Within specifications, “modulus” generally pertains to elastic modulus. Defined as the ratio of stress to strain, modulus shares similarities with stiffness, but the distinction lies in stiffness requiring consideration of sample structure and shape, while elastic modulus is an inherent material property, independent of structure.
Modulus is also temperature-dependent, generally decreasing with rising temperatures. This aspect allows process engineers to choose appropriate processing temperatures. Specifications typically provide modulus values at room temperature. If temperature-specific testing is needed, measurements can be conducted using DMA or tensile testing machines equipped with heating capabilities.
Figure 5: Common Test Standards for Elastic Modulus
Figure 5 presents several common testing methods for elastic modulus measurement. Keen readers may observe the presence of two types of testing specifications: Flexural Properties and Tensile Properties in the testing standards. The reason for this lies in the difference in “testing direction,” which is closely tied to the definition.
“Bending,” as the term suggests, involves bending the material to observe its strength characteristics. This can be done using three different methods: two-point, three-point, or four-point bending. On the other hand, “tensile” testing applies force along the material’s axial direction, involving either stretching or compression. By monitoring the dimensional changes along the sample’s axial direction, the corresponding strength can be calculated. The widely known Young’s Modulus is an example of elastic modulus determined under tensile conditions.
5. Are Thermal Analyzer Measurements Accurate?
Will measurements from newly packaged chips, chips stored for a period, or even used chips match the values in the specifications? Can the mentioned testing methods be used to verify material compliance? Are they suitable for incoming inspection tests? Can these tests be used to speculate whether failures are due to material variations or degradation?
The answers to these common inquiries can both be affirmative and negative.
First and foremost, the fundamental point is the importance of “definition,” a concept frequently emphasized throughout. The method and conditions of measurement need to be explicitly stipulated to ensure comparison is made on the same basis.
Moreover, an essential factor to consider is that all thermal analyses involve “heat.” The history of heating, cooling, and the duration experienced by a sample collectively shape its current state, termed its “thermal history.”
When conducting experiments involving heating or cooling samples to obtain relevant data, it’s essential to consider the thermal history conditions of the samples.

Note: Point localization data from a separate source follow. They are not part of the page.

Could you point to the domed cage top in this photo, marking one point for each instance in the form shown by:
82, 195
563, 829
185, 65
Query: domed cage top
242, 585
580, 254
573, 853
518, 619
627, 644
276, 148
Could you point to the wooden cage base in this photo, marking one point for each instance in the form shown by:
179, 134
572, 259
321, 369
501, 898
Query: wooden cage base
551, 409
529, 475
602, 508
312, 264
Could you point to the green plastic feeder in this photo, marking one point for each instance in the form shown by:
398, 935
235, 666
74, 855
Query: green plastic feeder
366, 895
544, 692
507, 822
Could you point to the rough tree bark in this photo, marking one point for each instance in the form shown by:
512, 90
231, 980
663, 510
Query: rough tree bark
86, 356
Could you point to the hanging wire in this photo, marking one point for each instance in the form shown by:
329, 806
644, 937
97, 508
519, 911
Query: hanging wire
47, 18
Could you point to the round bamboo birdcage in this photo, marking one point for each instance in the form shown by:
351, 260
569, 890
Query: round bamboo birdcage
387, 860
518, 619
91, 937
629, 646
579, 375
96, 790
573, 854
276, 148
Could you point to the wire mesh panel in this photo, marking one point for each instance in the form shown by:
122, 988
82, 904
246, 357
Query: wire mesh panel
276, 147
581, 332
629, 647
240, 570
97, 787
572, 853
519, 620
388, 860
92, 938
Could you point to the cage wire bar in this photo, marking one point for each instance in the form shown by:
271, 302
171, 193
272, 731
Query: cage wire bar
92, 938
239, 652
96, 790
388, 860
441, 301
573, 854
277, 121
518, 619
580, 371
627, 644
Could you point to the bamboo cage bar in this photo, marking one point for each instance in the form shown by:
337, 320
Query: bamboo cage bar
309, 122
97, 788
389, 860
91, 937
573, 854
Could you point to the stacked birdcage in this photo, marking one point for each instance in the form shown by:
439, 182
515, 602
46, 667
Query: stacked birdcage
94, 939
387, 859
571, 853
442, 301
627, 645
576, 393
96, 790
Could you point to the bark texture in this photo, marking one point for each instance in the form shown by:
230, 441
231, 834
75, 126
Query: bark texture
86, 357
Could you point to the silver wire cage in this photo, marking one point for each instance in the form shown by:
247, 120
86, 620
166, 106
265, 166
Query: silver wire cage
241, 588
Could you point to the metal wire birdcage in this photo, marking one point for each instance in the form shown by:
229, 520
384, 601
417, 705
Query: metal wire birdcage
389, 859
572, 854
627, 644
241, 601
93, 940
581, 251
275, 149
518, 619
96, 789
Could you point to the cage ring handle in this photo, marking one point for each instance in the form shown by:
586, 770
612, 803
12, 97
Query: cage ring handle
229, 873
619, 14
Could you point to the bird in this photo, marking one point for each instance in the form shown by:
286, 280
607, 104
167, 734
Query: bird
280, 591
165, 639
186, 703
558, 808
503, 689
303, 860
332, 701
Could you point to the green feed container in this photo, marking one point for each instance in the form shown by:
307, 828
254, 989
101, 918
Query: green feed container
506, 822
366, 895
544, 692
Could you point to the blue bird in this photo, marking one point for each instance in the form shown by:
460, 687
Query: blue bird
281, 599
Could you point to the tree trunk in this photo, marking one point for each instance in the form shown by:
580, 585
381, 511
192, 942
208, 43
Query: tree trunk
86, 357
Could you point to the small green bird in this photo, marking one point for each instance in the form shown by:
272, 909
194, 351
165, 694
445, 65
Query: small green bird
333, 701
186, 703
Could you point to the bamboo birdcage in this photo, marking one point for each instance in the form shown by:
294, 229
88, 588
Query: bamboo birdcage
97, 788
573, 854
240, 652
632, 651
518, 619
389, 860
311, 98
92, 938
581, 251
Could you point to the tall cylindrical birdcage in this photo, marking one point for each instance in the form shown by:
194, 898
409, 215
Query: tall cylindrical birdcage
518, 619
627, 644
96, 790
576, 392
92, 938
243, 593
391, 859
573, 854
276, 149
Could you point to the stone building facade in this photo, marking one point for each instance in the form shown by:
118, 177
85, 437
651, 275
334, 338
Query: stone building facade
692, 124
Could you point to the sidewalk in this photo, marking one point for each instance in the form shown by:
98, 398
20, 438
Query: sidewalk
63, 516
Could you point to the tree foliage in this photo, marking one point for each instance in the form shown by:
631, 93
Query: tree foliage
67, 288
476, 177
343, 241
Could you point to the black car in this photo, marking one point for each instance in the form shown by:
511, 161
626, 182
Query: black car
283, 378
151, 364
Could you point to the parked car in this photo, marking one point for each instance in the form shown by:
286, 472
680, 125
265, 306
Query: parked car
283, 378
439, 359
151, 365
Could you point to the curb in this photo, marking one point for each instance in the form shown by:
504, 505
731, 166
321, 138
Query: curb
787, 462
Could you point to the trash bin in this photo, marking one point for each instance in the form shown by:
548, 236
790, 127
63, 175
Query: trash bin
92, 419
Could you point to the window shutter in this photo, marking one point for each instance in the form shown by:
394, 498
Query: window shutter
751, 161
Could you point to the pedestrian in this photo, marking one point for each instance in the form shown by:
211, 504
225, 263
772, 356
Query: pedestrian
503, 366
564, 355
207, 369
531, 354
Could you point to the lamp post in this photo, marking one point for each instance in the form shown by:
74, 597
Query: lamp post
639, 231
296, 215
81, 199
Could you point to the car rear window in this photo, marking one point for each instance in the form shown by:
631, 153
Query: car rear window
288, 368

If the samples have different thermal histories, the comparison basis becomes skewed. This is why the term “eliminating thermal history” is frequently heard in thermal analysis. This process involves subjecting the samples to appropriate heat treatment conditions, allowing them to reach a comparable testing baseline, before proceeding with the actual data collection phase of the experiment.
Nonetheless, not all data collection requires the elimination of thermal history, and such an action might even render the results incomparable. For instance, when measuring Tg points, eliminating thermal history can enhance the accuracy of material crystallization characteristics, ensuring comparable experimental outcomes. Conversely, eliminating thermal history from thermosetting resins could alter the curing state, preventing accurate assessment of the material’s current condition.